If you’re a subscriber to The Bauman Letter, you know we’re a fan of collecting income from our investments.
But the secret to our success is that we look for growing payouts that will far exceed the dividend yield you see listed for a given stock.
The thing is, the income you rake in … often every quarter … all depends on the share price that you originally paid.
If you get in at a good price, your yield on cost (YOC) — the dividend yield you receive as a percentage of your original purchase price — could easily climb to the high single-digit or low-double-digit range.
It takes time, and you have to buy the right company at the right time…
But collecting a steady dividend yield of 10% is within reach with the right strategy.
The Bauman Letter finds companies with terrific growth prospects that will allow our portfolio’s dividend income to grow substantially over time.
Let me give you an example.
One of our recommendations from last year generates a YOC that is 79% higher than the current dividend yield today … and that income has helped deliver a total return of 80% on that position.
Today, it’s easy to be caught up in flashy, speculative stocks with a focus on making huge short-term profits. There’s nothing wrong with that … that’s a big focus of another one of our services, Alpha Stock Alert.
But I’m going to show you why dividends are just as critical to your long-term investment success … and the sector that will unlock their greatest potential to supersize your returns.
Dividends Boost Your Returns
What do you think were the best performing S&P 500 Index sectors for the past 20 years?
This may surprise you, but in the two decades through the end of 2019, technology stocks were nowhere near the top.
And utilities took the second spot (behind consumer discretionary)! That sector beat tech stocks by a wide margin over that period.
Utilities delivered a total return of 349% … compared to 116% for tech stocks:
And when you break down the return, over half of utilities’ gains came from dividend payments.
That’s the power of dividends on full display, and how they can boost your total return.
For utility stocks, they’ve offered a powerful combination of dividend payments and end-market stability.
That’s helped utility companies perform better during severe bear markets as well.

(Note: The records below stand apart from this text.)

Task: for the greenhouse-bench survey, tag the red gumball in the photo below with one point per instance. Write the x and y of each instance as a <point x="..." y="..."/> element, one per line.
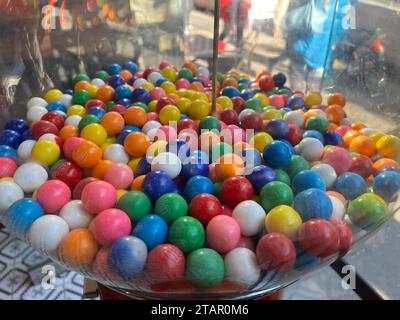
<point x="362" y="165"/>
<point x="165" y="262"/>
<point x="251" y="121"/>
<point x="275" y="251"/>
<point x="266" y="83"/>
<point x="294" y="136"/>
<point x="235" y="190"/>
<point x="204" y="207"/>
<point x="95" y="103"/>
<point x="69" y="173"/>
<point x="345" y="235"/>
<point x="319" y="237"/>
<point x="42" y="127"/>
<point x="77" y="192"/>
<point x="229" y="116"/>
<point x="55" y="118"/>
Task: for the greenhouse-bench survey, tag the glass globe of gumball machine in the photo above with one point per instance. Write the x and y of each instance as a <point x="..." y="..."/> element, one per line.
<point x="216" y="178"/>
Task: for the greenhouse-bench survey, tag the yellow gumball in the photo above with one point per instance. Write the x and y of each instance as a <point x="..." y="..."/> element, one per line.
<point x="53" y="95"/>
<point x="389" y="146"/>
<point x="263" y="98"/>
<point x="283" y="219"/>
<point x="169" y="114"/>
<point x="169" y="73"/>
<point x="168" y="87"/>
<point x="94" y="132"/>
<point x="199" y="109"/>
<point x="76" y="109"/>
<point x="183" y="104"/>
<point x="46" y="152"/>
<point x="153" y="105"/>
<point x="260" y="140"/>
<point x="225" y="102"/>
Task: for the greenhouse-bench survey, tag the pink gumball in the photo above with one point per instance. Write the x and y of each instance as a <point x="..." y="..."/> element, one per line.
<point x="246" y="242"/>
<point x="277" y="101"/>
<point x="109" y="225"/>
<point x="157" y="93"/>
<point x="337" y="157"/>
<point x="53" y="195"/>
<point x="69" y="146"/>
<point x="223" y="233"/>
<point x="98" y="196"/>
<point x="119" y="175"/>
<point x="7" y="167"/>
<point x="152" y="116"/>
<point x="182" y="83"/>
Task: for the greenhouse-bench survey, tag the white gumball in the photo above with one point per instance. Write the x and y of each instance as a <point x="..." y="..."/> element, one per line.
<point x="9" y="193"/>
<point x="327" y="172"/>
<point x="47" y="232"/>
<point x="339" y="209"/>
<point x="35" y="113"/>
<point x="167" y="162"/>
<point x="310" y="149"/>
<point x="98" y="82"/>
<point x="116" y="153"/>
<point x="36" y="102"/>
<point x="30" y="176"/>
<point x="294" y="117"/>
<point x="75" y="215"/>
<point x="241" y="266"/>
<point x="250" y="216"/>
<point x="73" y="120"/>
<point x="25" y="149"/>
<point x="66" y="100"/>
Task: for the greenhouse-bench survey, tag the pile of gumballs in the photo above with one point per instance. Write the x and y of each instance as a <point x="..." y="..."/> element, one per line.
<point x="131" y="175"/>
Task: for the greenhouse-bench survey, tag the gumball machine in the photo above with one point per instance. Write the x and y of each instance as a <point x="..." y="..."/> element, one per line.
<point x="228" y="176"/>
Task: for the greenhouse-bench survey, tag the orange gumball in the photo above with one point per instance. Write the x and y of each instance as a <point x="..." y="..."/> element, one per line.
<point x="78" y="248"/>
<point x="335" y="113"/>
<point x="105" y="93"/>
<point x="68" y="132"/>
<point x="385" y="163"/>
<point x="135" y="116"/>
<point x="229" y="165"/>
<point x="87" y="154"/>
<point x="349" y="136"/>
<point x="137" y="183"/>
<point x="113" y="122"/>
<point x="363" y="145"/>
<point x="337" y="98"/>
<point x="100" y="168"/>
<point x="136" y="144"/>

Now, you probably don’t associate utilities as an exciting high-growth sector.
And after all, we want to find dividends that will grow…

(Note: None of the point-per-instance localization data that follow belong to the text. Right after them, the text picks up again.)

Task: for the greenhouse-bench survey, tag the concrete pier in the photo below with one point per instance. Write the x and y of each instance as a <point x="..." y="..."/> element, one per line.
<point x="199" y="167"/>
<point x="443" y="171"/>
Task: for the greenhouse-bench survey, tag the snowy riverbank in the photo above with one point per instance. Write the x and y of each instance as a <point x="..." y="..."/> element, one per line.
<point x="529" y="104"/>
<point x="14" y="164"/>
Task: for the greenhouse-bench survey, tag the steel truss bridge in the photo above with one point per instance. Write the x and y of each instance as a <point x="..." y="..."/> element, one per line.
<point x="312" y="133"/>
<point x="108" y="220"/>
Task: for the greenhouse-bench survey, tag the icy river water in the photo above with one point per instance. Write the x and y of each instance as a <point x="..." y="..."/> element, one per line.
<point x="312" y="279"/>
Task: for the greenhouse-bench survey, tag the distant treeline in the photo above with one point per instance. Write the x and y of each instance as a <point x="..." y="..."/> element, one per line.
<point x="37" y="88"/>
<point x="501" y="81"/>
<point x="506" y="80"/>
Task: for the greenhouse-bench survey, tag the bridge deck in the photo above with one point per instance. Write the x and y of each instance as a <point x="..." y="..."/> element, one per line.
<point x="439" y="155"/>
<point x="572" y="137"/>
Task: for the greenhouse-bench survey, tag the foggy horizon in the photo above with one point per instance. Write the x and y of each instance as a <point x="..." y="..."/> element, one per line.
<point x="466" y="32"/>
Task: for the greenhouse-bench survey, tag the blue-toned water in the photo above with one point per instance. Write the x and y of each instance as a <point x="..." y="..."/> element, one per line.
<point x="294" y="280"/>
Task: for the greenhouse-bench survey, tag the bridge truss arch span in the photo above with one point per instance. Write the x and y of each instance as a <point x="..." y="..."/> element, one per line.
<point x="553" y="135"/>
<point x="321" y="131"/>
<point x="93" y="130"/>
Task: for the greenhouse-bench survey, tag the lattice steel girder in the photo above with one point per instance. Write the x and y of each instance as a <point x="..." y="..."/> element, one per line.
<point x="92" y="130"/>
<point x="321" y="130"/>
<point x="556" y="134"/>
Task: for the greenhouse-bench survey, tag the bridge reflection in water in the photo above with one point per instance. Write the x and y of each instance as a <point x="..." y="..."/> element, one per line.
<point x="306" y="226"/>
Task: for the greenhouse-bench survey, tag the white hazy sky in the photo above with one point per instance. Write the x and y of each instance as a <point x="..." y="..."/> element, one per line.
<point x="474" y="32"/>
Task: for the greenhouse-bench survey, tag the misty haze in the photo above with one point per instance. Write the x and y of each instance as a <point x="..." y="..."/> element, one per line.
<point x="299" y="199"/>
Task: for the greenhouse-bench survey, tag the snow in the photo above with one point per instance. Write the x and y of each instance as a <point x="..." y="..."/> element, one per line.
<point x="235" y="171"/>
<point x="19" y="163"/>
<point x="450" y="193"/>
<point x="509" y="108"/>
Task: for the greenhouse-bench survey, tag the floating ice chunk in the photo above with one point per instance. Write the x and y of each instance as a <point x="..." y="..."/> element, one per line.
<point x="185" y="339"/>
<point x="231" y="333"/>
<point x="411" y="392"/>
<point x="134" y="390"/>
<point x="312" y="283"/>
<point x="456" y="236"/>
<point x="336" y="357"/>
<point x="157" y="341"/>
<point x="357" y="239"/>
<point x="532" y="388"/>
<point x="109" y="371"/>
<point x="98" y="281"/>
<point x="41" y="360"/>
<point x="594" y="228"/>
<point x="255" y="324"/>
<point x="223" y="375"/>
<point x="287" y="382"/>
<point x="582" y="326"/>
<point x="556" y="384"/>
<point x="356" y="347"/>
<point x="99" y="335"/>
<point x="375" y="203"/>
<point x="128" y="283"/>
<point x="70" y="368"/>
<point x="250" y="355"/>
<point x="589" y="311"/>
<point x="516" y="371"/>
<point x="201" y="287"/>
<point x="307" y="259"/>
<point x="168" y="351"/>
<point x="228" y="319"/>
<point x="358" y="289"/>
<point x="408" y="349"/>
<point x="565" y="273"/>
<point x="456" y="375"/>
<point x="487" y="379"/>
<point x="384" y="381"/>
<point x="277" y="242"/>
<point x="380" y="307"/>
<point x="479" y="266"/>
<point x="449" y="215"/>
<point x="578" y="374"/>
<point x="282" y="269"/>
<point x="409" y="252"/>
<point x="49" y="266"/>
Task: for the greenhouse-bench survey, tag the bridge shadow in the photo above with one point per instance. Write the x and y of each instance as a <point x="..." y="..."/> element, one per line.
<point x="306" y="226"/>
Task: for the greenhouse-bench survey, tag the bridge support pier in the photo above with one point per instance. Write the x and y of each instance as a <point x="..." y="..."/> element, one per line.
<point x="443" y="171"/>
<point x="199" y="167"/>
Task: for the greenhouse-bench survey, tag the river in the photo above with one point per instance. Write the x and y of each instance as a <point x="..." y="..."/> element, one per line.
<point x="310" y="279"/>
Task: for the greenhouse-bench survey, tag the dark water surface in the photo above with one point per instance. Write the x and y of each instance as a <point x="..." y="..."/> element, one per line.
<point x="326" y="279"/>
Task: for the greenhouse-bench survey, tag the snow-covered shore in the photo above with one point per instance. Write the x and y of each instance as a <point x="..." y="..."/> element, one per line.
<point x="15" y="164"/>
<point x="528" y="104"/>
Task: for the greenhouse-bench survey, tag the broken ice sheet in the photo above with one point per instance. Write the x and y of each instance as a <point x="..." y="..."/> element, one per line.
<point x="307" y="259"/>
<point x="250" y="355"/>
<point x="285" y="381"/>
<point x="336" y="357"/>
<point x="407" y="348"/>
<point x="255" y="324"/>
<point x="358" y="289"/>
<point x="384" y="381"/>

That’s why today I’m writing about one subsector in particular that you may want to buy … and a unique way to buy it.
It’s a special type of company, one you’ve probably never heard of, that allows investors to tap into one of the fastest-growing segments of the utility sector.
And that translates to a terrific combination of growing dividends and a high total return potential.

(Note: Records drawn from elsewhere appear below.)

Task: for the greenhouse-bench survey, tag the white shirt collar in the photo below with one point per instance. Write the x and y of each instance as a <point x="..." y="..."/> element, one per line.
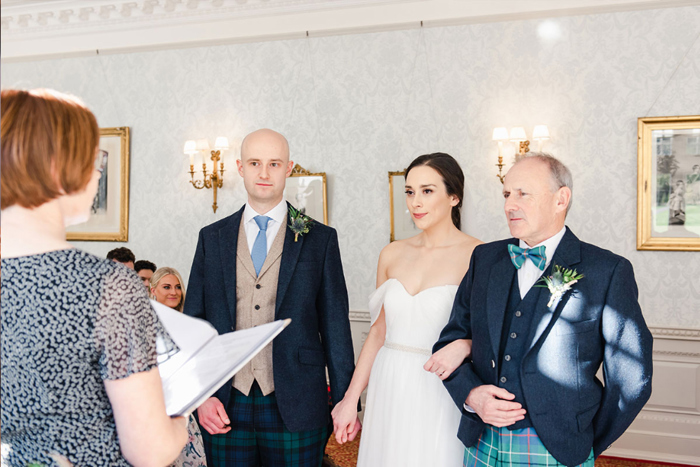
<point x="551" y="244"/>
<point x="277" y="214"/>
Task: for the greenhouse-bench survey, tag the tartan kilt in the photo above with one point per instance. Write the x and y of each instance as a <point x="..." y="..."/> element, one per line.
<point x="258" y="436"/>
<point x="500" y="447"/>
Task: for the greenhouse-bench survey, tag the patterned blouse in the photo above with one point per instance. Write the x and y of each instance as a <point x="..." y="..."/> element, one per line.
<point x="70" y="320"/>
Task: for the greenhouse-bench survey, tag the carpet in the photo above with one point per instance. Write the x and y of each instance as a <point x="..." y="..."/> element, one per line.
<point x="346" y="456"/>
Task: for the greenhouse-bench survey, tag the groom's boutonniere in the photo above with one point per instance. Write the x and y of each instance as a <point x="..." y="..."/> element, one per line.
<point x="560" y="282"/>
<point x="299" y="223"/>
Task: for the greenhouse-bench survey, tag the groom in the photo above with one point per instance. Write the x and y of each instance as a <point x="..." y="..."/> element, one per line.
<point x="529" y="394"/>
<point x="249" y="269"/>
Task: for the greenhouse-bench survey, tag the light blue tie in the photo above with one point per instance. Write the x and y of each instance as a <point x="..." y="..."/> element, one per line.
<point x="259" y="252"/>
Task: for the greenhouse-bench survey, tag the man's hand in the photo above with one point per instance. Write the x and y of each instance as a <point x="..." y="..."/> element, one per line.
<point x="446" y="360"/>
<point x="491" y="404"/>
<point x="213" y="418"/>
<point x="346" y="423"/>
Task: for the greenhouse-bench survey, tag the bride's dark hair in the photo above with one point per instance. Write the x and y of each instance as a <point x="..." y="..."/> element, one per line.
<point x="452" y="177"/>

It’s Time to Profit From Renewables
Renewable energy capacity has more than doubled over the past 10 years and shows no signs of slowing.
Consumption of renewables is expected to jump by over three times in the next couple of decades as nations around the globe seek to reduce their carbon footprint and generate more reliable forms of energy:
So how can you tap directly into the growth of renewables and generate income at the same time?
The answer is in a yieldco. Similar to real estate investment trusts (REITs) and master limited partnerships (MLPs), yieldcos are pass-through vehicles meant to generate big dividends.
And just like a REIT might hold office properties or an oil pipeline in the case of an MLP, a yieldco houses renewable energy assets. That could be a wind farm or a solar array, with the purpose of delivering cash flows from those assets to shareholders.
And these renewable assets tend to be established operationally with long-term contracts in place.
The structure has several advantages, including:
- High dividends: Yieldcos generally distribute 70% to 90% of cash flow to shareholders.
- Tax efficiency: They take advantage of renewable incentives and credits to minimize taxes.
- Growing payouts: The acquisition of more renewable assets can boost cash flows and dividends.
But instead of trying to guess which yieldco offers the best opportunity, you can take a more diversified approach with the Global X YieldCo & Renewable Energy Income ETF (Nasdaq: YLCO).
This exchange-traded fund (ETF) offers a yield that is already 36% higher than the average for the S&P 500 Index … and YOC is set to jump along with the growth in renewables.
It’s the perfect formula to lock in huge payouts with a high YOC for years to come. That’s why you need to get in now.